The grounds are pristine and beautiful, with plenty of pavilions for reunions and other gatherings. There’s a palpable family feel to the place – and even if you don’t have young children, come to tap in to the kind of genuinely friendly atmosphere lacking in other so-called “family” parks these days. Or – for the world-renowned potato salad. It’s so good, DelGrosso’s sells over 25,000 pounds of it each summer. Aside from its traditional recipe, the family now makes a premium brand – LaFamilia – with sauces named for each DelGrosso child. Naturally, you can purchase jars on site. My personal favorite: Aunt Cindy’s Roasted Garlic Gala. Seasonal hours – check website for times. Day Pass for Rides and Water Park $19. Individual rides range from $1 to $2.50 per ride.
SHOP/Altoona: Boyer Candies Outlet Store for Mallo Cup. Yes, these nostalgic nuggets are made in Altoona.
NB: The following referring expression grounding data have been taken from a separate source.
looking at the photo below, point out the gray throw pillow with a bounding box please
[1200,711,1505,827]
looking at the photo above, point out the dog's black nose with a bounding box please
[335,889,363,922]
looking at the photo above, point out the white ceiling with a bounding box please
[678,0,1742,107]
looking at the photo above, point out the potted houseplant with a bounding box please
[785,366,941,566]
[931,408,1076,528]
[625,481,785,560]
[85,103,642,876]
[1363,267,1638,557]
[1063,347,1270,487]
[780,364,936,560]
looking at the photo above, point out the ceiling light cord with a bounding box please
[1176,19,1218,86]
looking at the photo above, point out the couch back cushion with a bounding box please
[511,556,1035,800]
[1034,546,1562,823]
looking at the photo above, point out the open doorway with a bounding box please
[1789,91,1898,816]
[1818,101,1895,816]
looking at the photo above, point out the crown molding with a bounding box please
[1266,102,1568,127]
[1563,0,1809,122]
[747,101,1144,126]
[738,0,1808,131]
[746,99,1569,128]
SHOP/TYRONE. Gardners Candies. Original owner, James “Pike” Gardner, has been credited with designing the first Valentine’s Day heart-shaped chocolates box. You’ll find a few of these, plus old kettles, molds and memorabilia from the turn of last century – as well as photos of the Circus Train Wreck that happened just down the street – in a small museum in back of the store. Be sure to purchase at least one signature Peanut Butter Meltaway before leaving.
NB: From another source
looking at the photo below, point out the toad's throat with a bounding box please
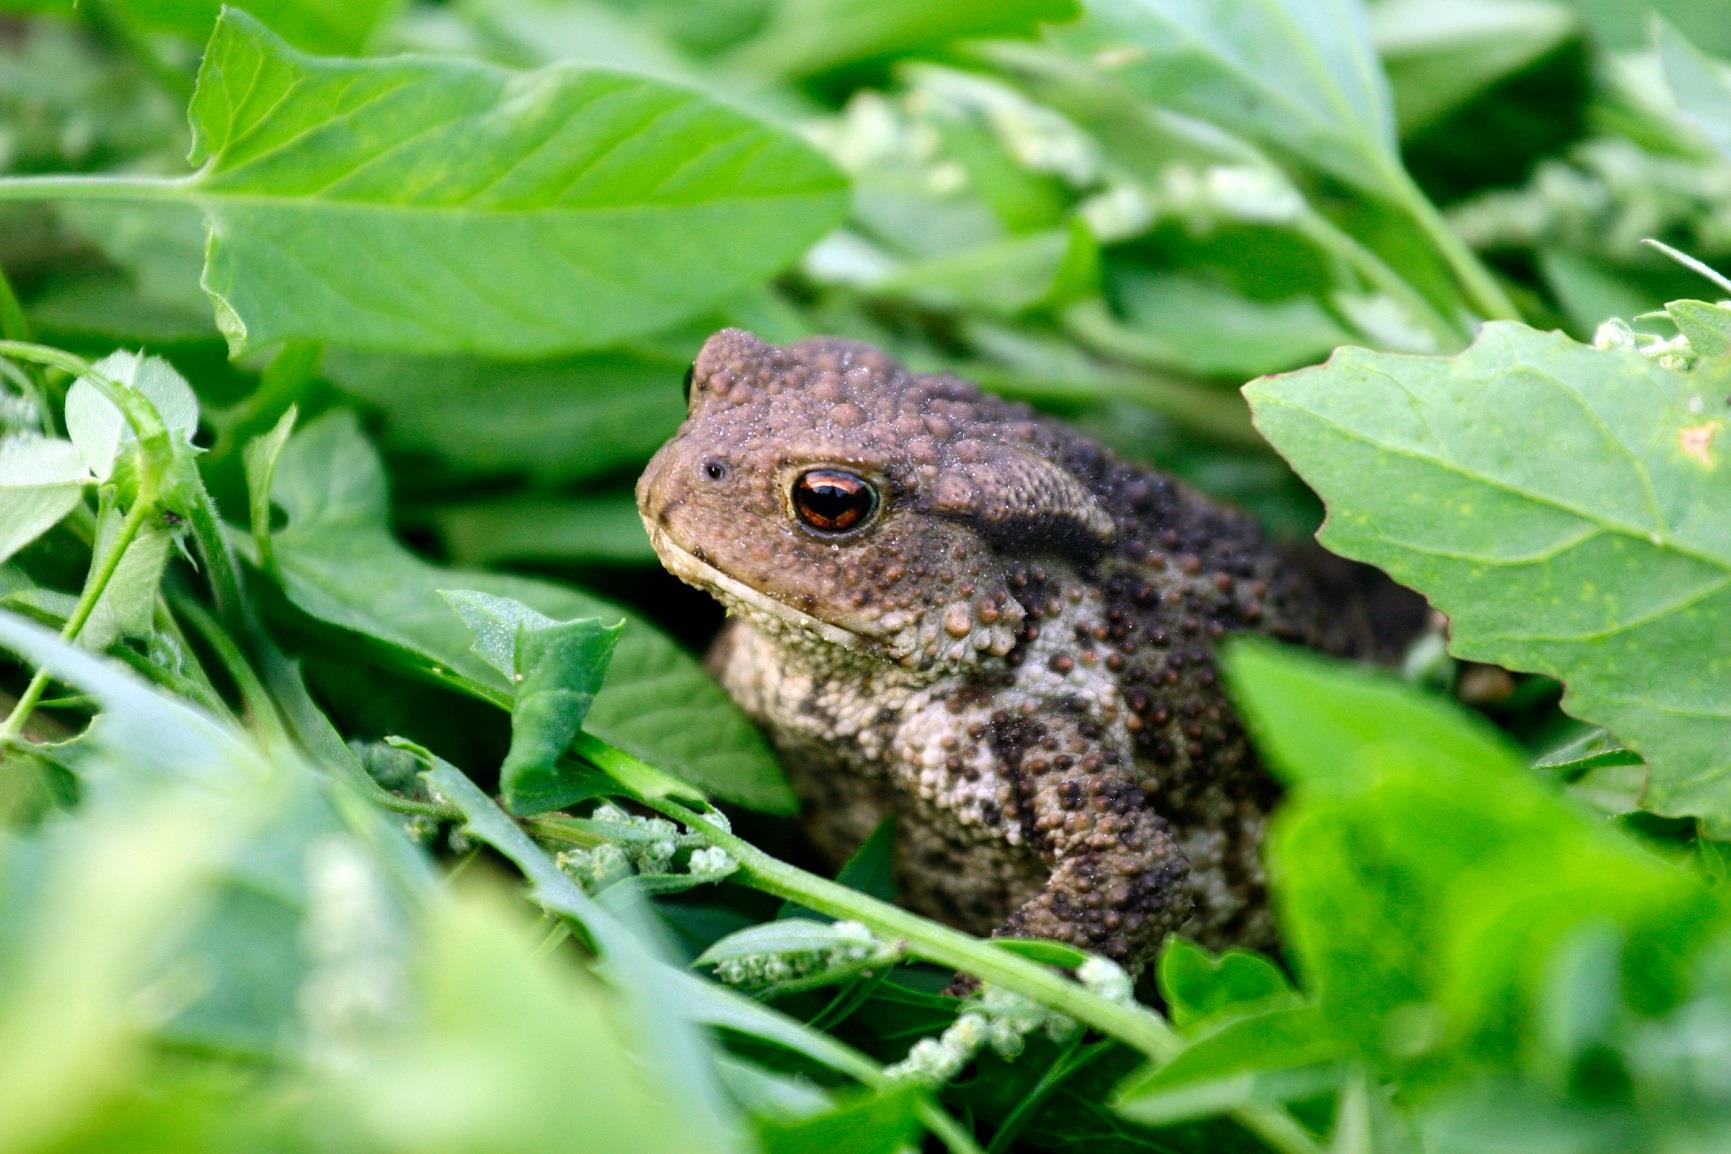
[643,521,879,655]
Best Places to Eat in the Altoona Area
EAT/ALTOONA: Bill Sell’s Bold. Vibrant colors, deep red and brown walls, sparkly lights: the interior of this in-town restaurant a short walk from the Railroaders Museum speaks to a worldly and slightly hip crowd. And so does the menu, which is bold itself. Seasonal cocktails are out of this world – “Misty Maple Leaf” incorporates bourbon and maple syrup. Dishes such as Fire Roasted Salmon brushed with Pineapple-Mustard Glaze ($23) and Blue Corn Fried Chicken are innovative and excellent.
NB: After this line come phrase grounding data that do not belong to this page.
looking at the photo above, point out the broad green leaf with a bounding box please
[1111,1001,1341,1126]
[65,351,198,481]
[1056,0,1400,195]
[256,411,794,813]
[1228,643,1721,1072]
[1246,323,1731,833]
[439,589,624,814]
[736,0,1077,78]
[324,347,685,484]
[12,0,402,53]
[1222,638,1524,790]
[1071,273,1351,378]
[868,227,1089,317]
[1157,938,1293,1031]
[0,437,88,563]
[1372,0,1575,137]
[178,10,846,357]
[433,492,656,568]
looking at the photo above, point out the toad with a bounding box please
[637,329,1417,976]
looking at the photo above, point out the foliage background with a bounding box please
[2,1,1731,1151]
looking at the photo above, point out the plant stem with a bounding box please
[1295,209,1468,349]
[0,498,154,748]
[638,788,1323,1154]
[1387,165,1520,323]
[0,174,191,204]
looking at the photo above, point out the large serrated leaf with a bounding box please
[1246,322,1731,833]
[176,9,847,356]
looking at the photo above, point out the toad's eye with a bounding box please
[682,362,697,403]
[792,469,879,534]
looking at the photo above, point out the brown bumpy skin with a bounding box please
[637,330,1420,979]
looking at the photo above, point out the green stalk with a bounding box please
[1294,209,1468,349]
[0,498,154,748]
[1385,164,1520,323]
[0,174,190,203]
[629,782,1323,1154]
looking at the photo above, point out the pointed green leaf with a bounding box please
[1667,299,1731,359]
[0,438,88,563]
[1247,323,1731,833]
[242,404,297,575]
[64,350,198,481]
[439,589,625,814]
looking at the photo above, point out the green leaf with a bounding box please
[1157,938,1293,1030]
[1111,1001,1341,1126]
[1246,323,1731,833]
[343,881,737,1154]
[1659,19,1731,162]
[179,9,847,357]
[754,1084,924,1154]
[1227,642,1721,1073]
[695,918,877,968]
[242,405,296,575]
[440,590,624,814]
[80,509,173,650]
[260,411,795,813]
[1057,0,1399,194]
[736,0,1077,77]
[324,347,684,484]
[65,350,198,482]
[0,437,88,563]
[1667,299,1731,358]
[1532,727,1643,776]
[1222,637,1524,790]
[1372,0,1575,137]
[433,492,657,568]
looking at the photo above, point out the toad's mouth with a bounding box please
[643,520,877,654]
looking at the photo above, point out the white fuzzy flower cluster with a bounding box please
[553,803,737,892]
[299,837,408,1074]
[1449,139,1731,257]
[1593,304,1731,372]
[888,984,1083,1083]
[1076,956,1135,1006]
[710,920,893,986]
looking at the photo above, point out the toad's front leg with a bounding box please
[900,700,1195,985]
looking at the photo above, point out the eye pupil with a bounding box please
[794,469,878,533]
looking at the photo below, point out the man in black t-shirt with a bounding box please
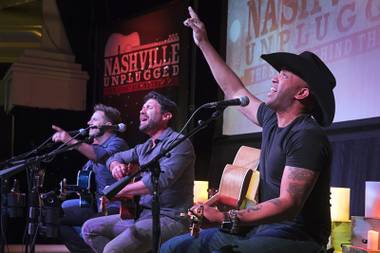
[161,7,336,253]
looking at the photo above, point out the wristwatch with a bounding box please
[220,209,240,234]
[229,209,239,234]
[220,211,232,232]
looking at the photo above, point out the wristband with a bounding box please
[220,211,232,233]
[229,209,239,234]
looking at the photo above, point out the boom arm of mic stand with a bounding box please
[1,129,88,170]
[0,135,54,169]
[0,140,86,179]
EAT: Tom and Joe’s Diner. A throwback if there ever was one, Tom and Joe’s has been a stalwart Altoona institution since it opened in 1933. Waitresses banter with patrons (sometimes pushing the tease), the Chicken Breast Diner with Veggies costs $4.99, and tableside nickelodeons still feature original 50’s song – like Louis Armstrong’s Hello Dolly and the best of Elvis. Grandson of the original owners, George Batius, is now chef/owner – and food is diner-good. Signatures include the “Green Omelet” for breakfast and Cheesesteak Sandwich ($6.99) for lunch. According to Batius, Tom and Joes “goes through 1,200 lbs. of potatoes a week for home fries.”
Where to Stay in Altoona PA
STAY: Altoona has plenty of chain hotels. The newest, Days Inn, though not “upscale” is comfy, clean and friendly. Rates from $100 per night.